Whereas, the potential risks and challenges of inhalation therapy in COVID-19 patients include aerosolization and blockage of bacterial/viral filters used in ventilator circuits, particularly in epoprostenol. Therefore, placement of the filter in the expiratory port of the ventilation circuit during inhalation therapy is necessary to minimize aerosolization into the room. In addition, airborne precautions similar to those for intubation should be taken.

Clinical evidence of inhaled prostacyclin analogue in ARDS

Clinical experience with inhaled prostacyclin for patients with ARDS suggests that side effects are rare, although published data are limited. Previous Cochrane review by Afshari et al. [15] stated that nebulized iloprost and epoprostenol reduce PaO2/FiO2 ratio in patients with ARDS. However, their effect on mortality reduction was unknown. Early studies of inhaled iloprost in patients with ARDS and pulmonary hypertension showed improved oxygenation without adverse effects on pulmonary mechanics or systemic hemodynamics [24]. Inhaled epoprostenol may also improve oxygenation in ARDS patients with hypotension as the most common adverse event based on a study by Dunkley et al. [25].

A meta-analysis evaluated the potential of inhaled prostaglandins (including PGI2) in ARDS management. The review includes 25 studies consisted of 10 observational studies, 7 case reports/series, 6 non-randomized trials, and 2 randomized controlled trials. Improvements in PaO2/FiO2 and PaO2 were observed along with reduced pulmonary artery pressure in inhaled prostaglandins group. The baseline oxygenation and ARDS etiology did not interfere with the result. Despite high heterogeneity and risk of bias due to mixed study designs, this meta-analysis provides evidence to support inhaled prostaglandins as ARDS treatment [14].
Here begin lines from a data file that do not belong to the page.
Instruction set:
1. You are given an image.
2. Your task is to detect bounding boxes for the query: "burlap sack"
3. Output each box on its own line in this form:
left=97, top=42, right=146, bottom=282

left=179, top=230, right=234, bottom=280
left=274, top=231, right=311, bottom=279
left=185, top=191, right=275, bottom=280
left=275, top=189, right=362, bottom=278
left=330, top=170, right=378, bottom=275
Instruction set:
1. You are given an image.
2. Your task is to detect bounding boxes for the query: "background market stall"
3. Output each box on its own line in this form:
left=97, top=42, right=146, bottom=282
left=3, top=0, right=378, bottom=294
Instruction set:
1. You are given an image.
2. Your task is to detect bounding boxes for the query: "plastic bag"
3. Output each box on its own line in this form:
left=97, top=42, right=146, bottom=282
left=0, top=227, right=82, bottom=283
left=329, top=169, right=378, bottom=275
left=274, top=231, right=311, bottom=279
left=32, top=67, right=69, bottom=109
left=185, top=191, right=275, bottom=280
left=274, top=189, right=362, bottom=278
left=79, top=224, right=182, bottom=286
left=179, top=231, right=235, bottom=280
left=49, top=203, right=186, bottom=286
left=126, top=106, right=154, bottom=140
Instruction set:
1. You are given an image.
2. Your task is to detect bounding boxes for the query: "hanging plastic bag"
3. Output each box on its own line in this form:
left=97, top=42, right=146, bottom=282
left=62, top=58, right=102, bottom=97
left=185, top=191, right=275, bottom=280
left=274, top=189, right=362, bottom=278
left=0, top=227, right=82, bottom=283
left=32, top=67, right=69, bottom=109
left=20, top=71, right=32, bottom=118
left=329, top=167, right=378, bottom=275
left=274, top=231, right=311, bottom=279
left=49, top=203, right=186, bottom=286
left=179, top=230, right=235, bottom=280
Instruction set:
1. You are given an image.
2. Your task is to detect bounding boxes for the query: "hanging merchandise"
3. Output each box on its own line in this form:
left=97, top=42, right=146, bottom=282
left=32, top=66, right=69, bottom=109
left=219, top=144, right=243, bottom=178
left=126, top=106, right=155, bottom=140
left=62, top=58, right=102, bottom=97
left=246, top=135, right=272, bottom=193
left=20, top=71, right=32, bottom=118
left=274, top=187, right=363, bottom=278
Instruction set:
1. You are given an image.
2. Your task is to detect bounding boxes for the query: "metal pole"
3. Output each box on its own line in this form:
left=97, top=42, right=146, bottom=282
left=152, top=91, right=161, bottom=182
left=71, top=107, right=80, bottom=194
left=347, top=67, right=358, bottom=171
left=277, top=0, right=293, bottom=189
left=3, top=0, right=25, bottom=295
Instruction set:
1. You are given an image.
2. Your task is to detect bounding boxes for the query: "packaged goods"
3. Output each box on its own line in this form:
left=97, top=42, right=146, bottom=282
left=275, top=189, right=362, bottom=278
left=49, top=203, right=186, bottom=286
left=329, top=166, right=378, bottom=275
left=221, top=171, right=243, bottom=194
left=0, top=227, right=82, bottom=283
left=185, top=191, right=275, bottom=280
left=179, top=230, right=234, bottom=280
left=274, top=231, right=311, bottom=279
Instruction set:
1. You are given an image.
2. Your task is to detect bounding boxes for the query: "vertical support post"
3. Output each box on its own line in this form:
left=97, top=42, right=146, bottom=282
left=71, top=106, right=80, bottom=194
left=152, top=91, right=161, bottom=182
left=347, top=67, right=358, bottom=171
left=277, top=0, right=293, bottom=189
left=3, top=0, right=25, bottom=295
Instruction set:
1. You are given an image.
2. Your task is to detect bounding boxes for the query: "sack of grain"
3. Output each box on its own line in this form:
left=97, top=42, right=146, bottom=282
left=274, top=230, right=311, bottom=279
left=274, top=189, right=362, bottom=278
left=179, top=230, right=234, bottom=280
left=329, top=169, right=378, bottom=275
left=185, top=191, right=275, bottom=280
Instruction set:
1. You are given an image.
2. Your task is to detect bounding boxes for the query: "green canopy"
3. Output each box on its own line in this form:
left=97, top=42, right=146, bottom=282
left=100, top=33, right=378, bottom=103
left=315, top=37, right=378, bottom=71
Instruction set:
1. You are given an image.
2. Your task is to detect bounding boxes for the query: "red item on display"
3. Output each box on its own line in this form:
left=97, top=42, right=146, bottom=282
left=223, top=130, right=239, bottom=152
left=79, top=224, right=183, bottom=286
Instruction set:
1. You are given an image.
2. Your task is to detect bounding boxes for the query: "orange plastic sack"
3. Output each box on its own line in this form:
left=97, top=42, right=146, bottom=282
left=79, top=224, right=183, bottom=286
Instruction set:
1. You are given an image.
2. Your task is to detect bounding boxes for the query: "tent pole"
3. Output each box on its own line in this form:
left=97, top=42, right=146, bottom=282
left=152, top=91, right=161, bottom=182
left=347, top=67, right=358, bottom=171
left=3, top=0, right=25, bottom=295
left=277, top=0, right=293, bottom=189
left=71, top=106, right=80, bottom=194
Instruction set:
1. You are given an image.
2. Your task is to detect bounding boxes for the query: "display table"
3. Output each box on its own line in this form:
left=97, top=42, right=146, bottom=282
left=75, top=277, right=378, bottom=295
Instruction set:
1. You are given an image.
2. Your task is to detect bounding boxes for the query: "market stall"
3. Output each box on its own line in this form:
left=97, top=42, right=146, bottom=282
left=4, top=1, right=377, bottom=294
Clinical evidence and ongoing trials of inhaled prostacyclin analogues in COVID-19

Several retrospective studies have demonstrated the potential benefit of prostacyclin analogues use, alone or in combination, with better clinical outcomes in COVID-19. A retrospective single-center study by DeGrado et al. [26] reported that in individuals with refractory hypoxemia due to COVID-19, inhaled epoprostenol and inhaled nitric oxide did not elicit meaningful increases in oxygenation parameters. However, the baseline characteristics were markedly different and early administration of inhalation might be beneficial. Sonti et al. [27] also reported clinically significant improvement in PaO2/FiO2 after the initiation of inhaled epoprostenol in 50% of mechanically ventilated patients. Combination use of inhaled epoprostenol and prone positioning in COVID-19 patients with mechanical ventilation with refractory hypoxemia showed improved oxygenation compared with each treatment individually [28].
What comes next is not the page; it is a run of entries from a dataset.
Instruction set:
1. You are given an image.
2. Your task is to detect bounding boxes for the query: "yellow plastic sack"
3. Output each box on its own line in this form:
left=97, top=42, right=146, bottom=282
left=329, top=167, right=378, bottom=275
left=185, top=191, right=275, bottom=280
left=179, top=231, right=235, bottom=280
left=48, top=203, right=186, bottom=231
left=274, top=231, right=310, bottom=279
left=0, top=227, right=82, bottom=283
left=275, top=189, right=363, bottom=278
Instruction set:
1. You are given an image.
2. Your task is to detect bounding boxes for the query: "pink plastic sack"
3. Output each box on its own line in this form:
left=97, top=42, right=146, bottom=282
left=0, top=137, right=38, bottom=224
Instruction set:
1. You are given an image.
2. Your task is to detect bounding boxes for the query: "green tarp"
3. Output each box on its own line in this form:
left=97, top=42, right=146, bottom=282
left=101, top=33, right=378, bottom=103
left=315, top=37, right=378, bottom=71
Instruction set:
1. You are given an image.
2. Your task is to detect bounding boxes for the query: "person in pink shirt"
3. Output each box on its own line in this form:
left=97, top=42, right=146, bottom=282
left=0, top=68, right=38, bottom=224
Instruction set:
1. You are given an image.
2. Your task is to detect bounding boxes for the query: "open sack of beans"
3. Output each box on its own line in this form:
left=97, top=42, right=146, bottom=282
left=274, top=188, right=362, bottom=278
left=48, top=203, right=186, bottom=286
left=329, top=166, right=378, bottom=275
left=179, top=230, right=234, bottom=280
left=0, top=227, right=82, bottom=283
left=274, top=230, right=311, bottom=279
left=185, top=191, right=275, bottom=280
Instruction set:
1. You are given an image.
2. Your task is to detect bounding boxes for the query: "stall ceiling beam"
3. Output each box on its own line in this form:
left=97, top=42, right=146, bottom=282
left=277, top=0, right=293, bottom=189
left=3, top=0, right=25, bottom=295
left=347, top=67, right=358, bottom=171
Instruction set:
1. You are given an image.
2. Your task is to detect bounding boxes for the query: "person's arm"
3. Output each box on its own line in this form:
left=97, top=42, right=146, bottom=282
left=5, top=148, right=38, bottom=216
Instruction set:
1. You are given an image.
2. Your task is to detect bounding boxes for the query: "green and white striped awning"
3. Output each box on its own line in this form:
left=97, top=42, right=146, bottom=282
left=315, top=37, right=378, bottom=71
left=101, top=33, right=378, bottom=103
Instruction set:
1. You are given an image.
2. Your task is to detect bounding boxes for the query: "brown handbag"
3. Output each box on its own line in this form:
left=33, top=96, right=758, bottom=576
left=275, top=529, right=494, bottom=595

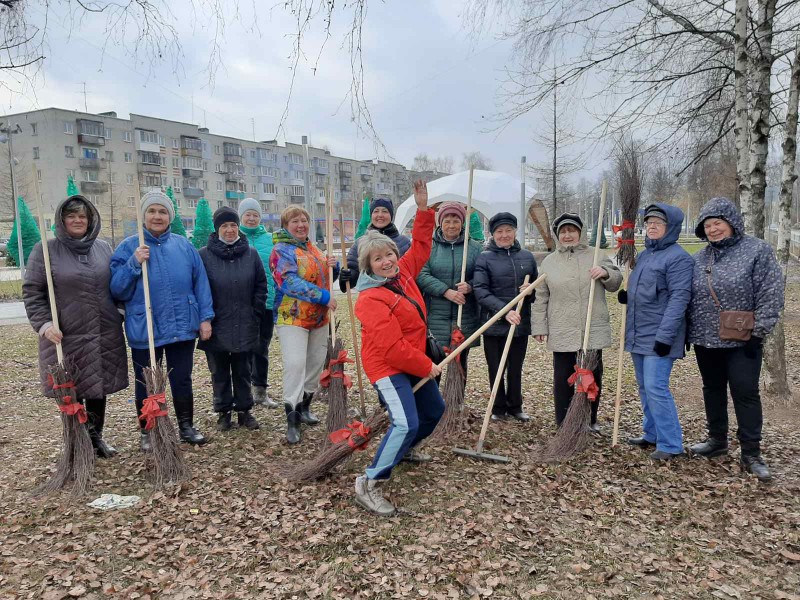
left=706, top=262, right=756, bottom=342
To the best of the author's knowledge, there are currently no published prospective or randomized trials on inhaled prostacyclin analogues in CARDS; however, several [29, 30] are currently being prepared or are being carried out. A randomized, double-blind controlled trial comparing the effects of inhaled epoprostenol delivered via a breath-actuated delivery system to placebo on oxygen levels and treatment outcomes in mechanically ventilated COVID-19 patients is currently on phase 2 (VPCOVID [NCT04452669]) [29]. Another inhaled prostacyclin analogue, iloprost, was also under investigation in phase 2 of a single-arm clinical trial investigating the use of inhaled iloprost 20 mcg three times daily for five days in suspected or confirmed patients COVID-19 with hypoxemic respiratory failure (ILOCOVID [NCT04445246]) [30]. Evidence regarding the use of inhaled prostacyclin in CARDS is summarized in Table 1.

Table 1 Evidence of inhaled prostacyclin analogues for CARDS

Conclusions

Despite the lack of high-quality evidence, the use of inhaled prostacyclin analogues is rational as an adjunctive treatment for COVID. Inhaled prostacyclin may be considered in patients with refractory, life-threatening hypoxia despite standard management. The potential benefits include enhanced perfusion preferentially to well-ventilated lung regions, reducing pulmonary pressures, antithrombotic properties, and a relatively good safety profile.